O movimento Campanha de Esterilização de Animais Abandonados surgiu, explica a responsável, com o objetivo de «divulgar a ideia da utilização da esterilização para lutar contra a sobrepopulação de cães e gatos e evitar o abandono e os abates nos canis». A batalha que agora culmina na aprovação do financiamento é o resultado de um longo percurso, no qual este movimento teve um papel especialmente ativo, como conta Margarida Garrido ao SOL.

«O ano passado tinha havido uma reunião em setembro com representantes das secretarias de Estado das Autarquias Locais e da Agricultura e tinha-nos sido falado de um despacho que ia ser publicado com uma verba de 800 mil euros para financiar 20 mil esterilizações das Câmaras. Depois, o despacho nunca saiu e a justificação foi que não havia dinheiro», recorda Margarida.

Foi aí que a associação decidiu  começar a pressionar os partidos.  Avançou com uma petição, que solicitava a inclusão no Orçamento de Estado de uma verba de 800 mil euros para financiamento de esterilizações nos canis municipais   – e que reuniu as quatro mil assinaturas necessárias para ser discutida em plenário na Assembleia da República, discussão que ainda não está agendada. Apesar de o despacho sobre o financiamento ter entretanto sido publicado em Diário da República, a responsável da associação defende que a petição não perde  a pertinência. «A petição visava a inclusão de uma verba no OE de 800 mil euros. O despacho só disponibliza 500 mil euros. Por isso, a petição é útil para que os partidos se apercebam de que essa verba é insuficiente e o digam ao Governo», acredita.
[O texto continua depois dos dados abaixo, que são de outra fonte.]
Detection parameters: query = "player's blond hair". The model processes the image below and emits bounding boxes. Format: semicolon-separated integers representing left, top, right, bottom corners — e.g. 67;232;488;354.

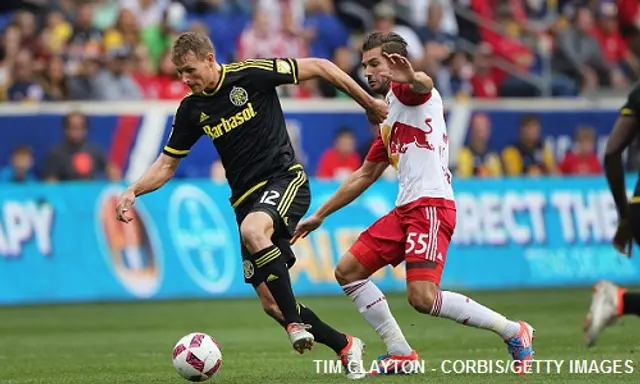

Além da petição, o movimento dinamizou um abaixo assinado de associações de animais e grupos protetores que foi entregue aos partidos representados na AR e ao primeiro-ministro António Costa e que reuniu assinaturas de mais de metade das associações de animais do país. «Como estávamos com pouca esperança de  que o Governo fizesse um despacho por si, queríamos que os partidos obrigassem, na AR, o Governo a fazê-lo. Finalmente, houve uma audição parlamentar dos secretários de Estado da Agricultura e Alimentação, Luís Medeiros Vieira, e do secretário de Estado das Autarquias Locais, Carlos Miguel, a 2 de março, organizada pelo Bloco de Esquerda», recorda. Nessa ocasião, Luís Medeiros Vieira anunciou que ia sair um despacho com os apoios à esterilização. 

Como vai ser aplicado o dinheiro?

O despacho que aprova o financiamento é claro: os beneficiários do apoio são as autarquias e as entidades gestoras de centros de recolha oficial de animais de companhia (CRO) intermunicipais. Quanto ao dinheiro, deve ser aplicado na esterilização de animais errantes no prazo de 15 dias de terem sido recolhidos pelos CRO, com a condição de não terem sido reclamados. Posteriormente, os animais devem ser encaminhados para adoção. 

O despacho especifica mesmo valores: 15 euros pela esterilização de um gato macho, 30 para um cão macho, 35 para uma gata e 55 para uma cadela.

Contudo, nem tudo é assim tão linear. «Há animais com dono que se encontram em situações negligentes e estão nas ruas, que vão tendo ninhadas e depois as pessoas dão os bebés ao tio, ao avô, ao amigo, e esses animais acabam entregues nos canis», alerta Margarida. «O objetivo é reduzir as ninhadas. Portanto, se há uma cadela com um dono carenciado e ela anda permanentemente a parir, esse animal deverá ser esterilizado, porque não é esterilizando apenas os animais nos canis que se reduz a população». 

É por isso que, para esta ativista, o importante está agora do lado das autarquias e passa por «elencar a lista de animais prioritários para esterilizar, nomeadamente as fêmeas – quer sejam cadelas ou gatas – para evitar o nascimento de mais ninhadas». Apesar de o despacho já ter entrado em vigor, continua pendente uma peça fundamental para que o processo possa arrancar: a disponibilização de um formulário no site da DGAV que possibilite que as Câmaras se registem na entidade para começarem a fazer as esterilizações.